Release Cadence to allow pegging Minor Version Upgrades prior to GA of next Major Release
Issue:
Current requirement to enable 'auto upgrades' to test and take advantage of Minor version updates (Example: 6.x.x >> 6.y.x). As a larger company with a 2-4 week release cycle in our products, we have seen need to start testing a Minor version upgrade to the current Major GA Release (Recent example below).
Scenario where this could be a problem in summary (See detailed real world story further down):
- Customer sees a new feature they wish to try.
- Customer is pegged to last major version upgrade (currently 6.0.x) to allow for pegging the version in production
- Customer cannot allow for 'auto upgrades' in production due to internal Release Management requirements, and must wait the full year cycle for features added in later minor versions of the current major release.
The Ask: We respectfully request a resolution to a state where we can choose to peg any of our clusters to a specific minor version (i.e. 6.1.x, or 6.2.x...) and allow only auto upgrades in the patch/bug release numbers rolled out by Atlas. Thank you for your time and response to this critical upgrade in scheduling & control over Minor version upgrades.
More detailed summary of need for control over Minor Release Update Cycles/Scheduling:
As we have our own release management requirements, any change to a Production environment must go through UAT and Performance testing and approval before the release. Currently, with requirement of enabling 'auto upgrades' to move up to available Minor Release, we are hamstrung until late in the Major release cycle to begin testing and releasing a minor version in lower environments to then implement in Production. this is due to our internal Release Management requirement to peg the MongoDB version and driver in Production to a fully tested release, and to have lower environments testing and validating on same IaaS release version as production. And pegging a version is only allowed at the Major version going to GA. We wish to ask that Minor versions be left to live for 12-15 months to allow for pegging a minor version upgrade during the year. This would allow our teams to implement a Minor version upgrade early... and peg to that version pending the annual GA release to come.
Below I highlight the real world example that caught our team in a catch-22 with v5.0 not meeting requirements of our application in sharded configuration, requiring us to enable 'auto upgrades' to get to 5.1.x or later.
Resulting Request:
We would like the ability to peg our clusters to specific minor releases. Example: to 5.3.x where patch releases are acceptable, but minor version updates to 5.4.x are not allowed until we have tested and approve within same our own CICD pipeline and process.

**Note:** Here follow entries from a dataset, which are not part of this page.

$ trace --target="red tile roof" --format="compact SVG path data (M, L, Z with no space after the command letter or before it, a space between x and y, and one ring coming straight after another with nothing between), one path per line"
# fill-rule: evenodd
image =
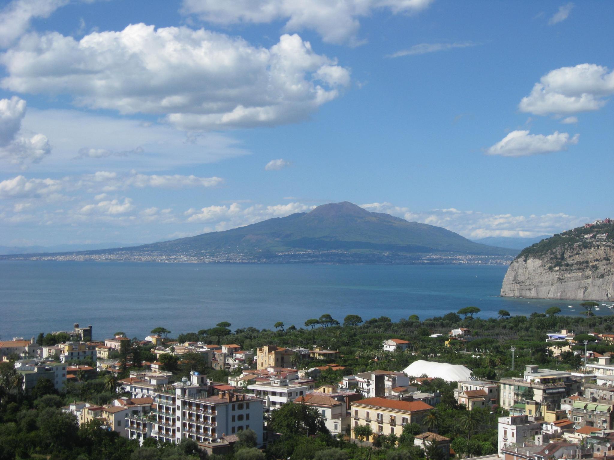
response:
M405 410L410 412L429 410L433 408L433 406L427 404L424 401L400 401L398 399L389 399L385 397L370 397L367 399L361 399L352 403L352 405L354 405L383 407L386 409Z

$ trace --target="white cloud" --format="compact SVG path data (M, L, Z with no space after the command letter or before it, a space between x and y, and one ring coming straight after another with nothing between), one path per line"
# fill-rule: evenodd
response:
M292 164L292 162L287 161L283 158L272 159L266 163L265 169L267 171L278 171L280 169L283 169L284 167L287 167Z
M553 15L553 17L548 20L548 25L553 26L555 24L558 24L559 22L564 21L569 17L569 13L571 12L573 7L573 4L571 2L562 5L562 6L559 6L559 10L554 13L554 15Z
M467 48L467 47L475 47L478 44L473 42L457 42L456 43L421 43L419 45L414 45L407 50L397 51L389 55L389 58L400 58L402 56L414 56L416 55L424 55L428 53L436 53L438 51L448 51L454 48Z
M107 171L160 171L249 153L239 141L225 134L190 133L186 138L185 133L166 125L74 110L30 108L23 126L47 134L53 146L53 154L44 165L30 167L32 171L39 169L45 173L78 174L91 171L91 162L95 163L96 169ZM76 159L84 145L101 153L93 154L96 158L88 154ZM114 155L106 156L104 151ZM114 155L125 151L127 155ZM179 151L181 155L177 155Z
M179 188L182 187L215 187L224 181L221 177L196 177L195 175L158 175L135 174L121 182L126 185L142 188L143 187L160 187L163 188Z
M47 18L69 0L14 0L0 11L0 48L7 48L29 27L34 18Z
M543 75L518 105L535 115L567 115L597 110L614 94L614 71L595 64L562 67Z
M359 18L378 9L415 13L433 0L184 0L182 11L220 25L287 21L286 32L315 30L325 42L358 45Z
M43 134L21 129L26 115L26 101L14 96L0 99L0 159L25 169L37 163L51 153L51 146Z
M314 207L316 207L302 203L292 202L272 206L257 204L243 208L239 203L233 203L230 206L212 205L200 210L191 209L184 214L188 216L188 223L216 223L216 230L221 231L255 223L273 217L284 217L297 212L306 212Z
M578 144L580 134L571 139L567 132L554 131L548 136L529 134L528 131L512 131L494 145L486 150L489 155L527 156L540 153L551 153L566 150Z
M61 180L55 179L28 179L18 175L0 182L0 197L33 198L57 193L64 187Z
M588 217L565 213L524 216L464 211L453 207L410 211L406 207L388 202L371 203L360 206L368 211L384 212L408 221L443 227L467 238L476 239L487 236L529 237L553 234L579 226L590 220Z
M125 214L132 211L134 209L134 205L132 204L132 200L130 198L124 198L123 202L114 199L101 201L97 204L88 204L81 208L80 212L82 214L97 213L116 215Z
M296 122L337 98L349 81L348 69L298 35L282 36L265 48L203 29L144 24L79 41L33 33L0 63L5 89L69 94L77 105L124 114L162 115L187 130Z

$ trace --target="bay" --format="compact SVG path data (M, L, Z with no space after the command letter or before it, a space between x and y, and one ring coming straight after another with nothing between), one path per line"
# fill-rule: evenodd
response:
M478 316L579 314L579 301L499 297L507 266L163 264L0 262L0 340L93 326L93 338L117 331L172 335L228 321L231 329L303 325L330 313L363 320L421 319L475 305ZM567 305L575 306L570 312ZM605 310L605 311L604 311ZM610 314L602 309L598 315Z

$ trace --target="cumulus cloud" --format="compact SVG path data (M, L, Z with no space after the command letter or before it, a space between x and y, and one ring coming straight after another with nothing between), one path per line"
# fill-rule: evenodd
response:
M415 13L427 8L433 0L184 0L182 11L201 20L220 25L262 24L287 21L286 32L314 30L325 42L362 41L357 35L359 18L377 10L393 13Z
M559 10L554 13L553 17L548 20L548 25L553 26L555 24L558 24L559 22L564 21L569 17L569 13L571 12L573 7L573 4L571 2L559 6Z
M188 223L216 223L217 231L260 222L273 217L284 217L297 212L306 212L315 206L299 202L265 206L262 204L242 207L239 203L229 206L208 206L201 209L188 209L184 213Z
M144 150L141 147L138 147L131 150L123 150L121 151L113 151L107 150L106 148L88 148L82 147L79 149L79 154L74 157L75 159L79 158L107 158L109 156L128 156L130 155L143 153Z
M597 110L614 94L614 71L595 64L562 67L543 75L518 105L521 112L564 115Z
M77 41L31 34L0 56L5 89L163 115L182 129L293 123L337 98L349 71L298 35L270 48L203 29L131 25Z
M489 155L528 156L540 153L552 153L578 144L580 134L570 139L567 132L554 131L548 136L529 134L528 131L514 131L486 150Z
M130 198L124 198L123 202L114 199L101 201L96 204L88 204L81 208L80 212L83 214L95 213L116 215L125 214L134 209L134 205L132 204L132 200Z
M25 169L37 163L51 153L51 146L44 134L21 129L26 115L26 101L14 96L0 99L0 158Z
M69 0L14 0L0 11L0 48L20 37L34 18L47 18Z
M278 171L280 169L283 169L284 167L287 167L292 164L290 161L287 161L283 158L272 159L266 163L265 169L267 171Z
M0 182L0 197L33 198L57 193L64 187L64 182L55 179L28 179L18 175Z
M414 56L416 55L425 55L429 53L437 53L438 51L448 51L454 48L467 48L475 47L478 44L473 42L457 42L456 43L421 43L414 45L407 50L397 51L389 55L389 58L400 58L403 56Z

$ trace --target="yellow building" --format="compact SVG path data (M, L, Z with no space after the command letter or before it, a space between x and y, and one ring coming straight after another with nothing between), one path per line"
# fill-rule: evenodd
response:
M257 367L258 370L267 367L289 367L294 351L287 348L280 348L274 345L265 345L258 348L256 355Z
M386 397L370 397L351 403L352 428L359 425L370 425L373 434L400 434L403 426L408 423L422 423L425 413L433 406L424 401L403 401ZM373 436L367 441L373 440ZM352 430L352 439L356 439Z

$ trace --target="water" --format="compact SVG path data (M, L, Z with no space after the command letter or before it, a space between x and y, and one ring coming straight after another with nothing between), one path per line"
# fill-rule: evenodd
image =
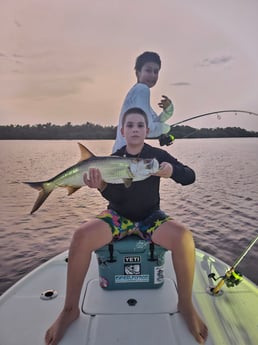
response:
M113 141L83 141L108 155ZM152 145L157 145L151 141ZM82 188L58 189L34 215L37 192L20 183L53 177L79 159L75 141L0 141L0 294L69 247L77 226L106 201ZM166 148L197 175L193 185L162 180L161 207L194 233L196 246L233 264L258 233L258 139L182 139ZM239 270L258 284L258 242Z

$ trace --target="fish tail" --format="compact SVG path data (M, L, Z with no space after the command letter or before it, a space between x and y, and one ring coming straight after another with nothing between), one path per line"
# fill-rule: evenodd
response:
M54 188L45 188L45 182L24 182L28 186L37 189L39 191L37 200L35 201L35 204L33 205L33 208L30 212L30 214L37 211L40 206L43 204L43 202L47 199L47 197L51 194Z

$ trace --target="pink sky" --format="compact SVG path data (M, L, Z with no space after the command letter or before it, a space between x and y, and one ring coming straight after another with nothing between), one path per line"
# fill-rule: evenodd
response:
M134 62L162 59L152 90L170 123L209 111L258 113L257 0L2 0L0 124L116 125ZM258 130L258 117L187 123Z

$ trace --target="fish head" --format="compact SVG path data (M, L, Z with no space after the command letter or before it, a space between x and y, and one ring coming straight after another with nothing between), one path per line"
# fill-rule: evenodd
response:
M134 177L147 177L159 170L159 162L156 158L138 158L130 162L130 171Z

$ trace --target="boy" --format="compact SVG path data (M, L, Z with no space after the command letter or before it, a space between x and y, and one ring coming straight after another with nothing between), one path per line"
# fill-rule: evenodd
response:
M83 224L74 233L69 251L65 305L46 333L46 344L58 344L67 327L79 317L79 298L91 252L112 239L119 240L131 233L137 233L147 241L151 240L172 251L178 285L178 309L197 342L203 344L208 335L207 327L192 303L195 264L192 234L182 224L170 219L159 207L161 177L187 185L194 182L195 173L166 151L144 143L149 130L147 116L142 109L132 108L125 112L121 131L127 144L115 154L155 157L160 163L160 170L146 180L132 183L129 188L123 184L107 184L98 169L92 169L89 176L85 174L85 184L90 188L98 188L109 205L96 219Z

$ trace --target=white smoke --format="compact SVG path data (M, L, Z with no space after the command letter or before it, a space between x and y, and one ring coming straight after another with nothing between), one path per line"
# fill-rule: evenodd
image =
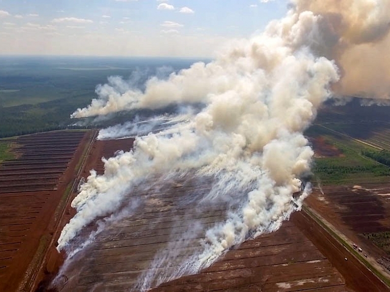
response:
M179 122L184 122L190 117L187 114L169 116L164 115L153 118L141 120L139 117L123 124L102 129L98 135L98 140L133 138L146 136L151 132L158 133Z
M260 35L236 42L215 60L196 63L166 80L151 78L144 90L111 82L90 105L73 114L77 118L182 103L205 105L185 121L136 138L133 150L104 159L104 175L92 171L72 202L77 212L62 230L58 250L97 217L115 213L134 187L167 173L212 177L203 200L227 198L236 207L224 223L207 231L202 250L188 259L191 269L183 272L211 264L248 234L278 228L300 204L292 194L310 172L313 153L302 133L339 80L335 62L321 56L332 55L342 35L329 35L328 18L302 9L318 2L295 2L284 18ZM372 29L375 24L364 22Z

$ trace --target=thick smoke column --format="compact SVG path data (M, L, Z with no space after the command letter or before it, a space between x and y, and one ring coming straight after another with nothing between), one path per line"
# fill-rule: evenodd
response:
M342 70L339 95L390 99L390 1L294 0L295 11L321 16L313 46ZM367 102L365 102L367 103ZM388 102L378 101L379 105Z
M338 12L341 3L351 5L355 18L346 15L348 9L345 15ZM382 11L388 1L294 3L284 18L232 44L215 61L196 63L166 80L152 78L144 90L111 81L89 106L73 114L78 118L172 104L204 105L185 120L137 138L134 150L105 159L103 175L92 172L72 202L77 213L62 230L59 250L97 217L115 213L134 187L165 173L211 177L215 182L205 199L225 197L239 206L224 223L207 231L202 251L190 259L191 272L211 264L248 234L278 228L294 209L291 196L301 187L300 178L310 171L313 151L303 131L331 96L331 86L349 92L347 67L337 83L336 63L346 63L336 57L384 41L388 28ZM366 29L375 36L359 34ZM370 84L358 90L384 97ZM389 92L388 85L383 92Z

Allowing for 'auto upgrades' in our clusters based on Atlas rollout schedules poses unwarranted risk to the production assets of the End Users
The ability to be alerted of available minor updates with option to choose when to begin our own test/release and schedule same is requested.
Recent situation/scenario:
With requirement for 'auto updates' we were in a catch-22 with 5.0.x And 5.3.x, where we needed the features of graph lookup with sharded configuration in production.
- We are rapidly reaching critical resource issues in Production with a Primary/Replica configuration.
- We must proceed with upgrade to Sharded configuration to 1) allow for horizontal scaling to relieve pressure on Primary nodes for Read Preference Primary for mission critical operations requiring high idempotency, and that do not allow for eventual consistency within the SLAs and 2) relieve pressure on Oplogs due to high throughput and rapid data changes during normal operations. We have operations that lead to a requirement on a primary/replica set to be now 1.2TB to prevent OpLog window from dropping below 12hrs. - With horizontal scaling, we can spread the load on read primary across multiple nodes, which will alleviate the need for such a large Oplog Size, leading to better management and availability of storage.
Without the 5.3.2 upgrade and change in our current primary/replica >> sharded configuration. We could not proceed with the much needed upgrades without accepting release management risks associated with enabling 'auto upgrades'. Although the recent scenario is resolved as 6.0 is now GA, if this were earlier in the GA release cycle, we would either 1) be blocked from the above critical upgrades, or 2) Forced to accept the risks of an 'auto upgrade' being implemented in Production ahead of our NonProd clusters. Going against best practices for Release Management.